Doctors at UCLA estimate that he received 225,000 blows to the head and have diagnosed him with chronic traumatic encephalopathy (CTE), a disease linked to depression, dementia and memory loss set off by repeated head trauma.
Despite the diagnosis, DeLamielleure cannot prove he played with concussions, and the NFL says determining if a person has CTE when he is alive is an emerging science.
DeLamielleure was one of more than 4,500 former players who sued the NFL, accusing the league of hiding the long-term effects of head injuries. But he is among the dozen or so retired players who opted out of a settlement with the league, likely to be approved by a judge after a fairness hearing on Nov. 19.
That means the six-time Pro Bowler, who suffers from mood swings and sleeplessness, will continue with his own lawsuit, where he thinks he can receive more money.
‘DESTITUTE HALL OF FAMERS’
Since DeLamielleure retired in 1985, the league made the game safer, eliminating the injury-enducing “wedge” on kickoff returns and banning head slaps.
“These guys have literally made the NFL healthier and have gotten nothing in return,” said DeLamielleure’s attorney, Jason Luckasevic. “They chew these guys up and they spit them out.”
The NFL declined to comment for this story.
”I know what people think,“ said DeLamielleure, who earned a total of $130,000 in his first five years and in his final year made $200,000. ”You’re in the Hall of Fame, you got it made.
“Well, we just came back from a golf tournament for destitute Hall of Famers. You don’t see that every day.”

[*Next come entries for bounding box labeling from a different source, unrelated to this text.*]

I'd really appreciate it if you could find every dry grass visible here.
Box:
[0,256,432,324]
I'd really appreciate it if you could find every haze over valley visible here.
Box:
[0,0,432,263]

Whether when he’s trying to sleep or just mowing the lawn, DeLamielleure gets incensed when he thinks of his treatment by the NFL. “I know I have brain damage,” he said. “You know you have some issues when you can’t get it out of your head.”
He said he has 68 percent hearing loss in his left ear, a result of head slaps, and has endured buzzing in his head for the last 30 years. He think effects of the CTE are lurking.
DeLamielleure thinks about Junior Seau, the former San Diego linebacker who killed himself in 2012, and Hall of Fame center Mike Webster, who suffered from amnesia, dementia, depression before dying at the age of 50. Both had CTE.
“When I see my wife have to get up at 5:30 a.m. and go to work for my health insurance, that just eats at my soul,” he said.